Pour Christian Frantzen et Roland Quetsch, il est évident que la culture en général et les arts plastiques en particulier participent de ce nation branding que le ministère de l’Économie est en train d’élaborer. Mais comme les conditions de vie et le marché immobilier sont ce qu’ils sont au Luxembourg, et parce qu’il serait irresponsable de réduire l’art à un produit comme un autre (qui ne devrait dépendre que du marché privé), il serait de la responsabilité de l’État de soutenir les artistes. Leurs idées sont nombreuses et multiples, cela va de réductions fiscales en passant par la stimulation du marché jusqu’à la professionnalisation des études universitaires en arts plastiques et, surtout, des soutiens directs et indirects pour augmenter le nombre d’ateliers d’artistes. Ainsi, des incitations fiscales pourraient encourager des entreprises soit à mettre à disposition des espaces inutilisés dont ils disposent, soit à en sponsoriser. « Mais la meilleure idée serait que l’État mette la main à la poche et finance un bâtiment d’ateliers, soit à construire, soit à réhabiliter, explique Roland Quetsch. Certes, cela coûterait entre cinq et dix millions d’euros, mais ce serait un investissement unique, qui pourrait réellement changer la situation de la création au Luxembourg. » On se souviendra de l’exemple des arts vivants, où l’association États d’urgence, constituée de plusieurs petites troupes de théâtre et de danse, a dû batailler pendant des décennies avant de voir s’achever le chantier (financé par le ministère de la Culture) de la Banannefabrik à Bonnvoie, un espace de répétition et de création qui a changé la vie de beaucoup d’artistes en améliorant considérablement leurs conditions de travail. Les ateliers du ministère de la Culture à Bourg-linster, ouverts l’année dernière, ont été immédiatement occupés, parfois même par deux artistes qui se partagent un des espaces – et la liste des artistes qui aimeraient en profiter est déjà longue. Idem pour les rares résidences à l’étranger, comme à Paris ou Tokyo : les appels à candidatures génèrent immédiatement de (trop) nombreuses réponses.

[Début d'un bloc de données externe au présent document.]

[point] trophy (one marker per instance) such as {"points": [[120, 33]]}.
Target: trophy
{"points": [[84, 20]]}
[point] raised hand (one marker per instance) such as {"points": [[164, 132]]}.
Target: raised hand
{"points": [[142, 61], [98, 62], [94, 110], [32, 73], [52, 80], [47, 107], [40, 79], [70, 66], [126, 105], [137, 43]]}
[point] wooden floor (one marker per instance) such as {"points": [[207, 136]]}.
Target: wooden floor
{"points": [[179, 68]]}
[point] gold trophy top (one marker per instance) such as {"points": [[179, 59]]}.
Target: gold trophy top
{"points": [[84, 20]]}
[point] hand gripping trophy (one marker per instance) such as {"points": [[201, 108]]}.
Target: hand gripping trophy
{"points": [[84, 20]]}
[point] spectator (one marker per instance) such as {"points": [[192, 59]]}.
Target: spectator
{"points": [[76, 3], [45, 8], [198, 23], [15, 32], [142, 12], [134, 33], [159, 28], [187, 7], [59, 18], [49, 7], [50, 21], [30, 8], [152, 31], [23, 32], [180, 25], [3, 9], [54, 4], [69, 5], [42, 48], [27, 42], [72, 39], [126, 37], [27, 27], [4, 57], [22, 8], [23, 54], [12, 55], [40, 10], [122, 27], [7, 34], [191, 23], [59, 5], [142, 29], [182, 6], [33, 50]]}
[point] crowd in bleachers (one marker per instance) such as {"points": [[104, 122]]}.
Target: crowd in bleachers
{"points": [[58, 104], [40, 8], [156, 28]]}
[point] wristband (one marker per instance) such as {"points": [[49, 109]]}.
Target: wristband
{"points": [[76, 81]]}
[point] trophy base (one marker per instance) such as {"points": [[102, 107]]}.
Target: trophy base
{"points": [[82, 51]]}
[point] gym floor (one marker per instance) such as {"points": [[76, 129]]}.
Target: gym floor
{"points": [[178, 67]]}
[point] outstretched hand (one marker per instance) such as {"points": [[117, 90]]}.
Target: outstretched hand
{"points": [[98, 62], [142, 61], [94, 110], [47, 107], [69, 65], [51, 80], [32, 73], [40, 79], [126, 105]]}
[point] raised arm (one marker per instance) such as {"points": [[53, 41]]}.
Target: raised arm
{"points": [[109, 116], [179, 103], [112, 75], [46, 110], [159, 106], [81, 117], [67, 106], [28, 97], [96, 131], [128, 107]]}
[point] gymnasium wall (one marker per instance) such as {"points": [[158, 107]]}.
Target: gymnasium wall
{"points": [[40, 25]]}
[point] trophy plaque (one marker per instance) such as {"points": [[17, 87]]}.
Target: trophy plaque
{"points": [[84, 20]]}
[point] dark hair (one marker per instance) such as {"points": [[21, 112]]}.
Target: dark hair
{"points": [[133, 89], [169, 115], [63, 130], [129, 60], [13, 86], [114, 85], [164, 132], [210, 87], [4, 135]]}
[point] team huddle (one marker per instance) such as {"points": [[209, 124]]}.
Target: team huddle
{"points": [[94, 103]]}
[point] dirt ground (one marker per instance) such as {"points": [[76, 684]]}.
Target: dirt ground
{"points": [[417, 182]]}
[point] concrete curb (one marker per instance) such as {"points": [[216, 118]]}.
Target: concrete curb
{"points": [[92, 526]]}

La plus grosse partie des propositions du duo Frantzen/Quetsch concerne le soutien direct des arts plastiques, notamment financier : cartes de réduction à l’entrée des musées, soutien logistique, financier et stratégique pour les galeries autochtones qui exposent des artistes luxembourgeois et soutiennent leur rayonnement international ; création d’un bureau export, à l’image de ce que fait Music:LX dans le domaine musical ; introduction d’une commission d’acquisition centralisée de l’art national ou création de sections spécifiques dédiées aux arts plastiques nationaux dans les musées et espaces d’exposition… La liste est longue et les propositions maximalistes. Le plus frappant y est cet appel désespéré à plus d’attention de la part des pouvoirs publics quels qu’ils soient pour les arts plastiques. Les artistes souffrent visiblement de l’absence de regard des directeurs d’institutions publiques, de leurs conservateurs, de la presse, et, au final, aussi du public. « Beaucoup de ces décideurs ne savent même pas ce que font les artistes luxembourgeois, regrette Christian Frantzen. Ils ne viennent même pas voir dans nos ateliers ou lors de nos vernissages ». Que le directeur artistique du Casino Luxembourg, Kevin Muhlen, et la responsable du programme de soutien aux artistes luxembourgeois, Bettina Heldenstein, aient annoncé qu’ils feront le tour des ateliers pour définir eux-mêmes, d’ici printemps 2016, quels artistes se verront accorder une présence dans leur salle de documentation est alors déjà applaudi des deux mains par les artistes.